Explicit in the five conditions is the requirement that Climate Clean offsets are environmentally effective in mitigating Earth’s existing radiative forcing imbalance. Equally important, Climate Clean offsets are intended to catalyze the market penetration of critical climate forcing mitigation technologies while still championing cost-effectiveness
as an overarching theme.

Offsets can originate from emission reduction projects that reduce CO2- and non-CO2 forcing. The four Kyoto gases or classes of gases (CO2, CH4, N2O and PFC/CFC/SF6) and two local air pollutants or classes of air pollutants (tropospheric ozone and aerosols including black carbon) qualify as sources for offsets.

All offsets are permanent and validated/verified by third party reviewers as real and quantifiable with low uncertainty.

Valid category-specific emission reduction projects include:

  • CO2 – Renewable energy and energy efficiency. Wind, solar, or other renewable energy projects based in the US must be new capacity (date of initial operation on or after January 1, 2008) in states that do not have a Renewable Portfolio Standard or equivalent mandate in effect as of January 1, 2008. Energy efficiency projects must not include funding from taxpayer subsidies (i.e. System Benefits Funds). We do not purchase Renewable Energy Credits or Green Tags.  Likewise, we do not purchase offests from Reforestation or Aforestation projects.
  • CH4 – Dairy, landfill, wastewater treatment, natural gas transmission and distribution or coal mine projects.
  • N2O – Mature management, agricultural soil management or emission reductions from nitric acid/adipic acid production.
  • Chlorinated/Fluorinated Compounds – R134a projects can include substitution and/or destruction. SF6 projects can include substitution and/or capture projects.
  • Tropospheric ozone – Nitrogen oxides, non-methane hydrocarbons, carbon monoxide reduction projects including gross emitting vehicle retirement and industrial facility retrofits.
  • Black carbon – Diesel idling reductions, diesel engine retrofits with particle traps, two-stroke engine retirement, and biofuels (i.e., dung based fuels) substitution.

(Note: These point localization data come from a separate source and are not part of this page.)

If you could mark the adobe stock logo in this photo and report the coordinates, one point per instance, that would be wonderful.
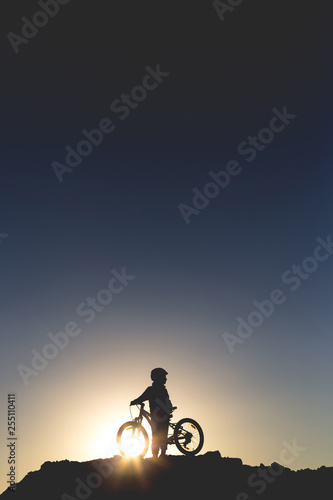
(227, 6)
(30, 28)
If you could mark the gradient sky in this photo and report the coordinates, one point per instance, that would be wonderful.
(119, 208)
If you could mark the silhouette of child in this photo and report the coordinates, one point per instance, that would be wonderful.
(160, 409)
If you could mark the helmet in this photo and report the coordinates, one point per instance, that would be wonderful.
(157, 373)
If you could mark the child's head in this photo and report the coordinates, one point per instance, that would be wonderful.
(158, 375)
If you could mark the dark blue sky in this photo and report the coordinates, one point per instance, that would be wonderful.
(120, 208)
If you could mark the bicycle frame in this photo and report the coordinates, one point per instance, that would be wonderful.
(145, 414)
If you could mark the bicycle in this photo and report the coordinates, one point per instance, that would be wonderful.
(133, 440)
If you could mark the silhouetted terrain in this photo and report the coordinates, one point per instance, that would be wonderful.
(205, 476)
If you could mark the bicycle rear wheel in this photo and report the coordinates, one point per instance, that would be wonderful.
(132, 440)
(188, 436)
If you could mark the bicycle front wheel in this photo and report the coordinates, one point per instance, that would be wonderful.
(188, 436)
(132, 440)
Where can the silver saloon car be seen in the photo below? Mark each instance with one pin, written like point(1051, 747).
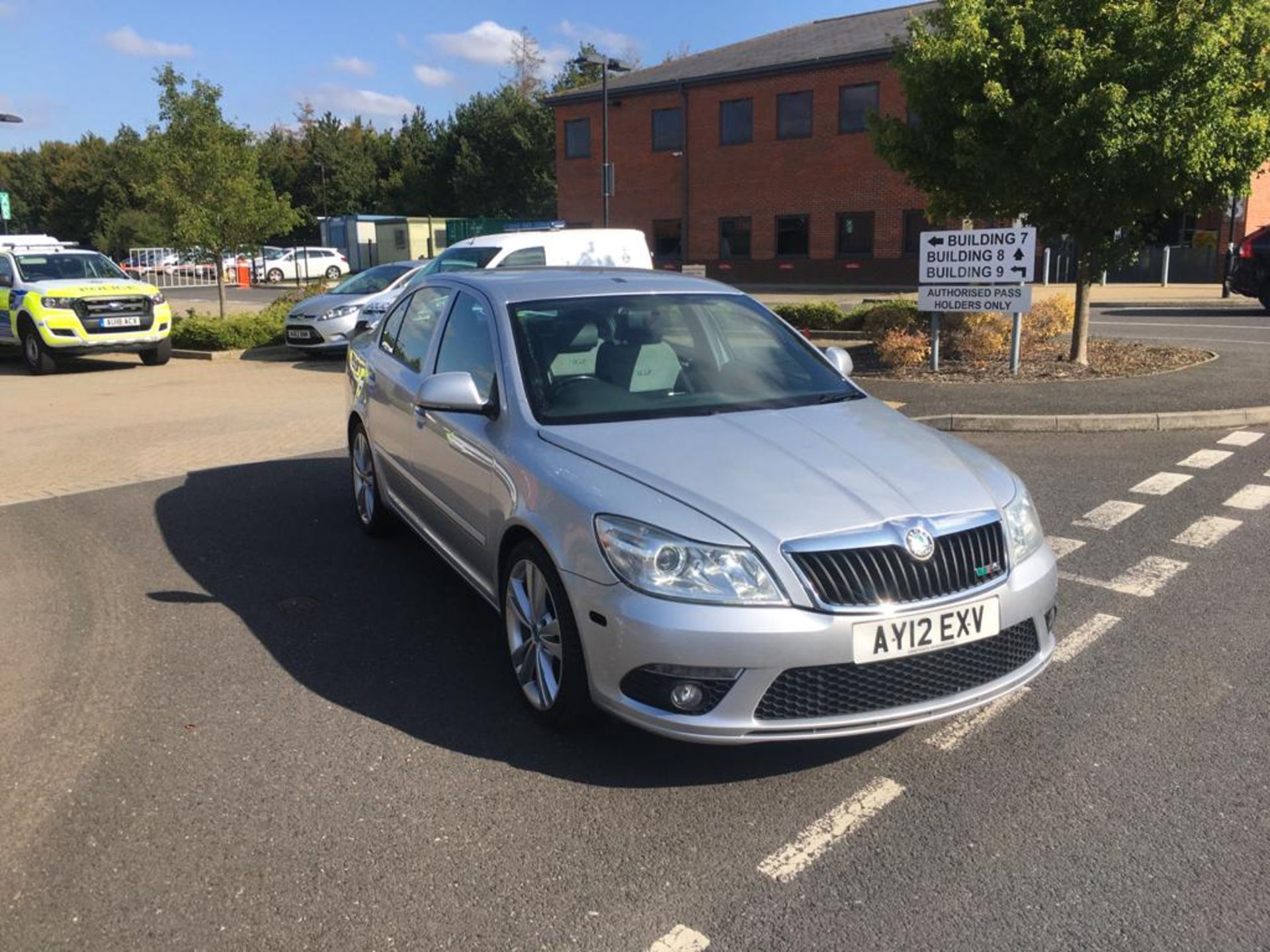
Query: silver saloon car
point(328, 321)
point(690, 517)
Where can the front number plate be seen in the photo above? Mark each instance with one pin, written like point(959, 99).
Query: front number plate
point(917, 634)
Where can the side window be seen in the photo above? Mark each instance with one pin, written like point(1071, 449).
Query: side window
point(525, 258)
point(466, 346)
point(392, 325)
point(419, 320)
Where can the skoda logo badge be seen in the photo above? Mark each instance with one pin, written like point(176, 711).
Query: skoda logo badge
point(920, 543)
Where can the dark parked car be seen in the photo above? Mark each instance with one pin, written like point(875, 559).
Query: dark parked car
point(1251, 272)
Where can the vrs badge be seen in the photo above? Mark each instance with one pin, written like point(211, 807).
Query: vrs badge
point(920, 543)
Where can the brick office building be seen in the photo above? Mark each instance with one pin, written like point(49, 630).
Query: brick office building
point(753, 159)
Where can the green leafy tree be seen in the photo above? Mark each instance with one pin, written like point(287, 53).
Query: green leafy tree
point(498, 157)
point(205, 175)
point(1086, 118)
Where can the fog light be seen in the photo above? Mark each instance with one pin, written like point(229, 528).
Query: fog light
point(686, 696)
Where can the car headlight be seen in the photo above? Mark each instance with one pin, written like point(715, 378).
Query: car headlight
point(663, 564)
point(342, 311)
point(1024, 526)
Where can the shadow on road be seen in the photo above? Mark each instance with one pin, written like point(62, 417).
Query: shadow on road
point(385, 629)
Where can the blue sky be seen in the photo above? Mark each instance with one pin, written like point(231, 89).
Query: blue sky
point(74, 66)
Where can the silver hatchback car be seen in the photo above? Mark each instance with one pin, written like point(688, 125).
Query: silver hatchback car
point(687, 516)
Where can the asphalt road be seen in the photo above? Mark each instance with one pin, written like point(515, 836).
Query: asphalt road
point(230, 721)
point(1224, 327)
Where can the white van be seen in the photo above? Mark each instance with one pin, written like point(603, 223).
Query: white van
point(600, 248)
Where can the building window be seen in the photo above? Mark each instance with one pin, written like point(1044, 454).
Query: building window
point(915, 223)
point(736, 122)
point(577, 139)
point(794, 114)
point(855, 235)
point(855, 106)
point(667, 130)
point(793, 235)
point(734, 238)
point(668, 238)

While recognizing that climate forcing reductions are equivalent irrespective of geographical location (the exception being tropospheric ozone and black carbon emission reductions), up to 50% of Climate Clean credits can be generated within the United States. The purpose of US based offsets is to catalyze the deployment of GHG reduction technologies within national boundaries. Delivered credits must be accompanied by a project design document, and an annual verification report developed by an independent third party validation entity.